As Technology Industry Evolves, ERM Takes Active Role In Planning
By Ethan Harrington, Director, Insurance And Enterprise Risk Management, H&R Block
However, the IT department is not alone in the fight against threat actors. Enterprise risk management is a partner in identifying and thwarting possible attacks. The enterprise risk management (ERM) team has the responsibility to detect risks that may impact the organization and identify a risk owner for handling. In coordination with the risk owner, the ERM team will help confirm the trend, impact and likelihood (to yield severity), duration, response, and residual effect for the identified risk.
Through this coordination, ERM may better assist with facilitating additional considerations, departments, risk transfer, amongst other aspects. Additionally, a critical function of ERM is preparing the risk owner for discussion with the broader ERM committee, senior leadership, and the board of directors. Therefore, when complex risks such as data security result in the need for the board to become involved, IT should seek partnership with other departments for effective risk management.
These are three ways to manage this process: look at data security differently, use black hat discussions to find solutions, and evaluate organizational needs.
Take a Position – Data Security isn’t Just an IT Problem
With the changing landscape, IT is no longer solely responsible for an organization’s security. Other departments that are significant players in protecting the organization include enterprise risk management, legal, compliance, human resources, sourcing, insurance, senior leadership, and the board of directors. However, who leads the charge? Most would argue IT is responsible for the direction, implementation and protection.
Let’s consider a football parallel: IT is the quarterback, with legal, compliance, human resources and other departments making up the position players.
The enterprise risk management (ERM) team has the responsibility to detect risks that may impact the organization and identify a risk owner for handling
While IT focuses on ensuring all players are in the right position and making critical decisions, the ERM team works with senior leadership to dictate and adjust strategy to ensure the goals are met. Through the ERM function, IT and other departments are unfettered from attempting to be the participant while also managing communication, strategy, meetings, etc. Instead, IT has provided the perfect opportunity to dedicate critical time and resources to resolving the issue.

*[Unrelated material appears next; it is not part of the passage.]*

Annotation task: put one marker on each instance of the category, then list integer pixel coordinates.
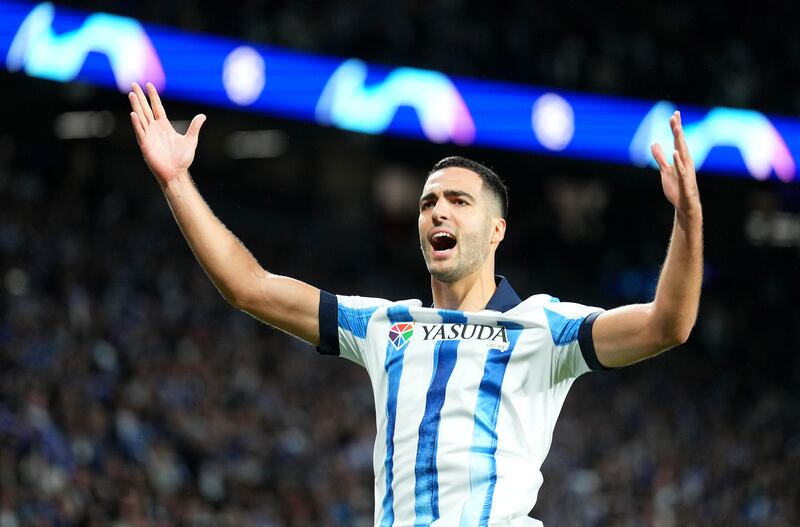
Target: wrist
(176, 182)
(689, 220)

While IT may be the dominant player, their focus should be on the adaptability and agility of a response plan. The same argument should be made for legal, compliance, human resources and others. As the facilitator, ERM will ensure the relevant parties are completing their tasks to minimize the likelihood, impact or duration of the event and recommend the response plan based on the scenario.
View Black Hat Thinking as a Strategic Solution, Not an Impediment
Many perceive black hat thinkers to be pessimists and negative thinkers. While this may be entirely accurate in some cases, black hat thinkers are not by nature, pessimists. Instead, they consider how a decision or strategy may not be connected to the overall strategy of the organization. This is valuable because someone must consider the risks, issues, and impact of either executing the strategy, or in some cases, of not executing the strategy. The ERM team is often full of black hat thinkers who will consider how slight influences could create large differences in yielding results.

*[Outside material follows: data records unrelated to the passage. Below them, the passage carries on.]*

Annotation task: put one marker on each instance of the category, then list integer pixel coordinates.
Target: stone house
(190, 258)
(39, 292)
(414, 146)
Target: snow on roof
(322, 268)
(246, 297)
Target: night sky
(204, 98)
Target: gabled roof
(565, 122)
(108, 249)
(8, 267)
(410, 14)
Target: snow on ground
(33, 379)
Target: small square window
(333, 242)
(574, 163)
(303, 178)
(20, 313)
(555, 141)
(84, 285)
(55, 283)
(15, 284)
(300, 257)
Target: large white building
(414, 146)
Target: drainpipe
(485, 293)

Within IT, this becomes a delicate balance between the CIO and CISO. The CISO is seeking to protect systems, data, intellectual property and services, which may directly contradict the goals of the CIO. Therefore, the ERM team may consider black hat thinking for both parties to accomplish commonality. The CISO may suggest a large portion of a budget for systems protection, but if the CIO believes the budget should largely be spent on development or redundancy, the black hat thinkers can look at the strategy of each and provide input to senior leadership and the board of directors for the ultimate decision. By including ERM in the strategic conversation, a broader perspective can be applied to prevent, mitigate, or plan for potential issues that may occur based on the strategic implementation.
Put the Plan into Action with Balance and Teamwork as Key Goals
These are among the components to consider when developing a plan that incorporates the ERM team:
• What is your organization’s mission?
• What are the goals and objectives?
• What can you do to influence the culture of the organization?
• Also, consider reviewing how employees consider the organization’s reputation – does this align with what non-employees perceive as the reputation?
• The non-employee audience includes shareholders, analysts, clients, etc.
• Setting the strategy based only on our own assessment of our reputation and not considering the assessment of non-employees is flawed
Through the process of answering these questions and doing further analysis on the answers, the findings may provide an additional litmus test to the feasibility and acceptability of the plan. If the plan isn’t consistent with the organization’s culture, re-evaluating it is the next step.
We are all working for a common goal: for the success of the organization while maintaining security for our associates, customers, shareholders, vendors, and other partners. To achieve these goals, we must calibrate the expertise of different departments and with many perspectives. Using the ERM team, open collaboration, debates, and alternative views can result in a stronger overall organization to set, implement and achieve strategic excellence.